In Pangeo, we run jupyterhub and binder clusters using kubernetes on several different clouds. We often use dask_kuberentes to launch additional dask worker pods from our notebooks.
Both administrators and users are generally very curious about the status of the cluster as a whole. They would like to know
What is the status of my dask pods?
How many other users are on the cluster?
What is the status of the VM nodes and the pod distribution among them?
How much is it costing?
This information is available to admins via kubectl or the cloud console. But what if we could monitor it directly from our jupyterlab window (or, alternatively, from the jupyterhub interface)? This would be valuable for debugging but also for education. Lots of people are just curious about how cloud works. HPC users are used to being able to query the cluster load and job queue, and expect similar information to be available in the cloud.
Perhaps some tools already exists for this purpose that could be plugged in to meet this need.
This sounds like a great idea. We could do this with the same libraries that dask_kubernetes uses. Kubectl and all the other tools are built on the same API, so that info should be available.
Cost is slightly more challenging as that is at the cloud provider level rather than the kubernetes level.
Throwing in another idea: if you already run grafana for your cluster could you put together a dashboard there which let’s people see relevant things based on their username?
Making it available directly in lab/a notebook could be done via an iframe which already has the right username set.
You get all the features of grafana for free, downside is that it won’t look quite as integrated.
Nods, I was assuming that if you can run stuff on the cluster you’d also be allowed to look at the grafana charts. If the same auth is used for launching pods as for accessing grafana you could reuse the token. Though the more complicated this gets the less attractive it is to reuse grafana charts
Yeah it’s an option. Although the Grafana dashboard generally gives you access to more things than personal usage on the cluster, so we might want to manage that.
Looking at permissions we currently do not provide enough perms on Pangeo by default to do the things that @rabernat has mentioned.

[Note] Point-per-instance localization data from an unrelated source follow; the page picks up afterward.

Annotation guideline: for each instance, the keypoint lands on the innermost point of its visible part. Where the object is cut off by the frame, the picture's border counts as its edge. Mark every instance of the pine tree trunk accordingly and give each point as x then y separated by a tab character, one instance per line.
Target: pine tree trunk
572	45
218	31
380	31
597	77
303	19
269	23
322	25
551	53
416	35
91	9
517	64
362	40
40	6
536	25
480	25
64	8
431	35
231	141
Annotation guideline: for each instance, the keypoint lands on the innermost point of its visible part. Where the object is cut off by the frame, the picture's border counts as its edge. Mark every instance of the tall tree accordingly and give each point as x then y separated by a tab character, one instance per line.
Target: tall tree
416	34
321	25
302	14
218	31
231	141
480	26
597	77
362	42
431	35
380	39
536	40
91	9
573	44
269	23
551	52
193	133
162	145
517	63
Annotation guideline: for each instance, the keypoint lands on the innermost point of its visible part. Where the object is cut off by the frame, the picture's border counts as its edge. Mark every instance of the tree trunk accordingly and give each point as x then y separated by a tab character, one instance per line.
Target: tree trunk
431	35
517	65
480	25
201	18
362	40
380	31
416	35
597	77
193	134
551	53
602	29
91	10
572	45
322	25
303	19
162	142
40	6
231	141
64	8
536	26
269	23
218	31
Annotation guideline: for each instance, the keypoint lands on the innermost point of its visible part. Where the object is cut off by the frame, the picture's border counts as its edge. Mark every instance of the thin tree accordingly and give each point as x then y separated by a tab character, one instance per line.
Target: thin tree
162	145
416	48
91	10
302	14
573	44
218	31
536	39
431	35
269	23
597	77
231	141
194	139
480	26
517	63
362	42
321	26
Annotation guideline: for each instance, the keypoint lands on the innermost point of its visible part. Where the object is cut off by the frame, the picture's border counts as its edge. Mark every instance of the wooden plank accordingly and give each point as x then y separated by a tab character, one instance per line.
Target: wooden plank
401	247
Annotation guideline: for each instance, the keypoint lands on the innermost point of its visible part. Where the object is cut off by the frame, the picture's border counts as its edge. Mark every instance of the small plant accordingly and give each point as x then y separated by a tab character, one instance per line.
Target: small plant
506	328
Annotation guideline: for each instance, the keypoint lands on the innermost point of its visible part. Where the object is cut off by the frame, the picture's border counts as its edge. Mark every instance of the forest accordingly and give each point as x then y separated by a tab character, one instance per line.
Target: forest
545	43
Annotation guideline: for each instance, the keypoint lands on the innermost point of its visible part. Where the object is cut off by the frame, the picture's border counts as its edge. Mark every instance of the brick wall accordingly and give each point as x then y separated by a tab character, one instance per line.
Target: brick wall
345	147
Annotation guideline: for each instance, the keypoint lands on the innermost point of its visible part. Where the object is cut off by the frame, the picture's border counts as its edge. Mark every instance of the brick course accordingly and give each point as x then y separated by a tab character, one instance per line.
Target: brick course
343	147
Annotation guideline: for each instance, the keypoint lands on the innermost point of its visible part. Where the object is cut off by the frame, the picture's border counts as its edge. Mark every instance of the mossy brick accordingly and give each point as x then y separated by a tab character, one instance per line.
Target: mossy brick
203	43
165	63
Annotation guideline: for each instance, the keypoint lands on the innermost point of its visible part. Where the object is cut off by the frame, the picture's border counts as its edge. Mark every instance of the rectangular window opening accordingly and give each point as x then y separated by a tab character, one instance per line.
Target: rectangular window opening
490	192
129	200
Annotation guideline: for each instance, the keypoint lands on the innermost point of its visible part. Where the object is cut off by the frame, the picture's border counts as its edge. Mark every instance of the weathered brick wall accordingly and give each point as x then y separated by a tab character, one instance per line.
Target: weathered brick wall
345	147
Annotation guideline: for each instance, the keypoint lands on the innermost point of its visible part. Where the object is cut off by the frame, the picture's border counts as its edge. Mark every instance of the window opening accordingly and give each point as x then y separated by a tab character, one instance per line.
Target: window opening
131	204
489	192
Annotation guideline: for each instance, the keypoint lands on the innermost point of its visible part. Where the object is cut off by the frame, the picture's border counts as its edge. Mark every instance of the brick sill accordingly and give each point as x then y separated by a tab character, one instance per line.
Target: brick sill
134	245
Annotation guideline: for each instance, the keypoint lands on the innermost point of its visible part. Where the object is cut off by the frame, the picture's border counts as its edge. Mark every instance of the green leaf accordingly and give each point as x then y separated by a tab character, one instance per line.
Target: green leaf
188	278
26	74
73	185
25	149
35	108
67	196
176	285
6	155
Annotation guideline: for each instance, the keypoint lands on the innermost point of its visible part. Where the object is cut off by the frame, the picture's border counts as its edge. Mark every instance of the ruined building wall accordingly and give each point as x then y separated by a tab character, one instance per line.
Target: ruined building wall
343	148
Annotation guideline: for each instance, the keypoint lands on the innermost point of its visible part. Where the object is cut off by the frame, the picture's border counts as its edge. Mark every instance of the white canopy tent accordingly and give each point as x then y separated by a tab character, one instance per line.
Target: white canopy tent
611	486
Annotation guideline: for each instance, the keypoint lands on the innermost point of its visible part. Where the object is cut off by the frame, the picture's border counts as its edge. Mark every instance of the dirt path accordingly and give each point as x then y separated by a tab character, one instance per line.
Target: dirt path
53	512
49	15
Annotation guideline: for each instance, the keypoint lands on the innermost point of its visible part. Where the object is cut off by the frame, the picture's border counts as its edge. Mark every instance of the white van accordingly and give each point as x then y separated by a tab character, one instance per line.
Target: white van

We can get info about the dask pods (and all other pods in the namespace including notebooks). From this we can infer the number of users, dask clusters and dask workers.
We do not provide credentials to get information about the underlying nodes. We could add this but it can cause security headaches for those of us running Pangeo/Z2JH on multi-tennant kubernetes clusters.
I guess in many cases the Kubernetes admin and Jupyter user are going to be the same person. But when running at an institution level this will not be true.
It’s true that grafana may provide this information. But I have to admit that I detest the grafana ux. I made a mockup of the information I would like to see. Ideally this would be all responsive with lots of tooltips when I hover over the different objects.
Nice picture! If I were to implement such a thing I would probably write a Bokeh Server application (which I claim is easy enough for a moderately skilled Python dev to learn in a day) and then use something like this template that shows integrating a Bokeh Server application into JupyterLab as an extension (work by Ian Rose)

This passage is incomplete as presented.